Here’s a scenario we often encounter: A fund manager spearheads an initiative to implement a customer relationship management (CRM) system as the tool they’ll use to manage their fundraising or investing.
They heard—from their peers or the CRM software company rep—that this system “does everything!” They get promises that it will solve all of their problems as soon as they get it up and running, and can’t wait for that to happen.
Fast forward to six months after implementation: The system sits idle, or at best, is used in only the most rudimentary way. Users are frustrated, but the fund manager and the firm vow to truly focus on making the CRM a valuable tool soon. So, management renews the software contract for another month or two.
“Maybe we can have an intern take a stab at getting to know the system and teaching us how to use it effectively,” someone says. But, of course, that doesn’t happen. And, ultimately, the firm starts thinking about getting rid of the CRM altogether and going back to using spreadsheets as a poor alternative to fund management software.
Fund Management Software: Designed for Tasks a CRM Can’t Handle
The scenario above isn’t the CRM’s “fault”—or the fund manager’s fault, for that matter. Most CRM systems are highly customizable, so when someone at a firm hears that a particular one “does everything,” itt’s not too hard to believe. But, even so, the firm is now back to managing its stakeholder data in an inefficient, ad hoc way.
Our recommendation to firms that reach this point violates the business truism that you shouldn’t “throw good money after bad.” But, if that capital is going to deliver a positive outcome, then it’s money well spent, and firms can be forgiven for breaking that rule!
The reason that a CRM investment doesn’t work out is, in nearly all cases, because 1) the decision to purchase it was made hastily, and 2) CRMs lack functionality firms need. When organizations fail to think carefully about their requirements and how a system will meet them, bad things tend to happen.
Important Questions to Ask Yourself
If you’re looking for true fund management software—particularly after a CRM implementation that didn’t work out—it’s important to ask yourself a few key questions;
- Why do we need fund management software?
- What issues will the right solution solve for us?
- What features and functions will our users need?
- How can we ensure that everyone who uses the system has a chance to provide input on how it’s configured?
Just by answering these questions before starting your search, you’re in a far better position than you were when you purchased your CRM and quickly brought it online. When everyone involved in the buying and launching of an advanced software solution is on the same page and working toward the same goal, you greatly increase the odds that the new system will provide the benefits you’re hoping for.
Other Keys to a Successful Software Implementation
It’s also important to get buy-in from executive sponsors who know what you want to do and why. And the second half of that sentence is important. It’s critical that your sponsor(s) understand your goals and how your new system will help you meet them, rather than just blindly approving your purchase request.

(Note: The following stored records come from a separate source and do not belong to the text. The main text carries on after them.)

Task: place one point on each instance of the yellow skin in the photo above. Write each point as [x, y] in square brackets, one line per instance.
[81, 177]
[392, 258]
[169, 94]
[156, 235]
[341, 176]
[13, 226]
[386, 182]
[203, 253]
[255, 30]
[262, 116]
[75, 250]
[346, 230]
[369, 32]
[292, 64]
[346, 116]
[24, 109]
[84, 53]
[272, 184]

And, finally, you should have a plan in place for ensuring firm-wide adoption of your new fund management software. If you didn’t have a strategy when you implemented your CRM, that could be part of the reason you’ve now abandoned it. “Change management” is an essential element of any type of software implementation.
Moving beyond a CRM-only approach to fundraising and investing, and implementing purpose-built fund management software, is crucial if you want to be successful in today’s competitive business environment.